I loved Zoo Tycoon, I really did. I still really like it but the more I played the more its flaws became painfully obvious, none more so than the ‘zoo limit’, a bar that fills up as you place more attractions, buildings, adopt animals or add decoration. This wouldn’t be such a problem if it wasn’t so restrictive or it was something you could increase as you level up, paying money or researching.
The zoo limit turns Zoo Tycoon from a great game to a good game; it fills up far too quickly limiting you to a very small amount of park space. It’s made worse because you can see the huge amount of expanse you could build on if the game would just let you.
So gameplay is straight-forward, you are the zoo keeper charged with building a park filled with all manner of fun & interesting animals, shops & sights for people to enjoy. It’s your job to keep your animals fed, watered, entertained & happy in their surroundings as well as meeting your customer needs. Think Theme Park but in a zoo & way more restrictive (you’re going to read that word a lot in his review).
To fill your park with animals you first need to choose an enclosure environment such as Savannah, Tropical or Tundra (you need to put the right animal in their preferred environment to keep them happy). These come in different sizes with the larger ones giving you increased space for more animals & food/entertainment.
The list of animals you can adopt include different species of Lions, Tigers, Elephants & more. Very few are available from the start…that’s where increasing your park fame & researching comes into it. Your park fame increases as your park grows unlocking more animal species, shops & decorations along the way. It’s not difficult to level your park fame up at first but once you reach level 30 & your park is pretty full it gets quite tough.
With no room to build any more buildings you’re stuck trying to upgrade stuff & change how your park is set up.
Although you can build shops & entertainment for your guests, the majority of your efforts will be focused on the animals. Thankfully to help you keep them fed, watered & clean you can hire staff members to assist as well as janitors to keep the park clean & breeding researchers. Yep, put a male & female together, get the ambiance right & if you’re lucky they will produce children!
Considering how expensive a lot of the animals are (particularly the endangered species) this is a sure fire way to keep money rolling in. Get your animals breeding & sell the kiddes for a profit!
Zoo Tycoon can be played from two angles but realistically you’ll be playing it from the same one I do…the top down view. From there you can move around quickly & see everything, zooming in & out when necessary. The other is the third person view where you can move your zoo keeper avatar around the park you’ve just built. From this angle you can also interact with your animals feeding them, washing them or playing games with them.

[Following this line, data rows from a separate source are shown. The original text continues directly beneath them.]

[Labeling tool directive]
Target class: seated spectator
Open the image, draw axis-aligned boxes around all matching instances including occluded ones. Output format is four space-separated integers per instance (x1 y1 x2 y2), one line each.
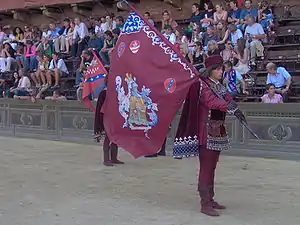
188 41 205 70
46 52 69 90
0 43 15 72
113 16 124 30
7 70 31 98
241 0 258 24
266 63 292 102
74 50 93 88
220 40 234 62
37 37 53 57
45 90 67 101
228 0 241 25
24 40 38 71
71 18 89 57
223 61 248 97
58 19 71 52
200 1 214 28
99 30 114 66
161 10 178 33
233 38 250 75
207 40 220 56
31 54 50 88
201 26 220 49
261 83 283 104
144 12 155 26
245 15 266 65
258 1 274 31
163 25 176 45
190 3 202 26
47 23 60 52
87 30 103 52
214 4 228 24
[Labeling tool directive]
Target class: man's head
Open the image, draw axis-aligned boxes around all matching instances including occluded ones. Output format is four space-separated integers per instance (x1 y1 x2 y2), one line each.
245 14 255 26
244 0 252 9
229 0 237 9
206 25 215 35
266 62 277 75
52 52 58 60
224 61 232 73
74 17 81 25
266 83 276 95
192 3 200 13
64 18 71 27
164 25 173 34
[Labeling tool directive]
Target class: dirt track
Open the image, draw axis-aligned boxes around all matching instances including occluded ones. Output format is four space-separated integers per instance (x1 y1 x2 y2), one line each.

This is where Kinect comes into play. Oh, you didn’t know you can use Kinect, did you?
It’s basic Kinect stuff that involves feeding animals, washing them or playing with them. You don’t have to use the system as the controller works perfectly fine & is often just easier.
Zoo Tycoon features several modes offering plenty of challenge & fun. Campaign mode sees you taking control of ready built parks & meeting specific challenges under a time limit. Starting off simple & increasing in difficulty there are quite a few to get through & some can be quite tough.
The others are a freeform mode where you get infinite money & the freedom (as much as the zoo limit will allow) to build what you want & a challenge mode where you constantly given tasks to complete. These challenges force you constantly adapt your zoo to meet them but offer great rewards.
There is multi-player as well that allows up to four players to work on a zoo, upload it to the cloud & it can be shared publically too.
Graphically the game looks pretty good but I found t does suffer some frame-rate issues & slowdown when reaching high levels with a busy zoo. While playing in 3rd person the game has some embarrassing moments with the most obvious being the public that walk around the park. Walk or drive into them & you might as well not be there & in many a case they aren’t there as you go through them like a ghost.
It doesn’t affect gameplay but just looks a bit silly.
What does affect gameplay are the menus which are set up in such a way that you’ll spend far too long jumping between sections just to put a few bits in an enclosure. It’s not always clear which section has what you need & having to highlight every item & press a button just to see if it is suitable for your animal gets annoying after a while.
Once you’re used to it & know where things are it’s not such a problem but you really shouldn’t have to memorise menu options.
As bad as these little things might be the thing that knocks Zoo Tycoons score down though is always going to be the zoo limit, something that spoils the fun & makes things like freeform mode almost pointless.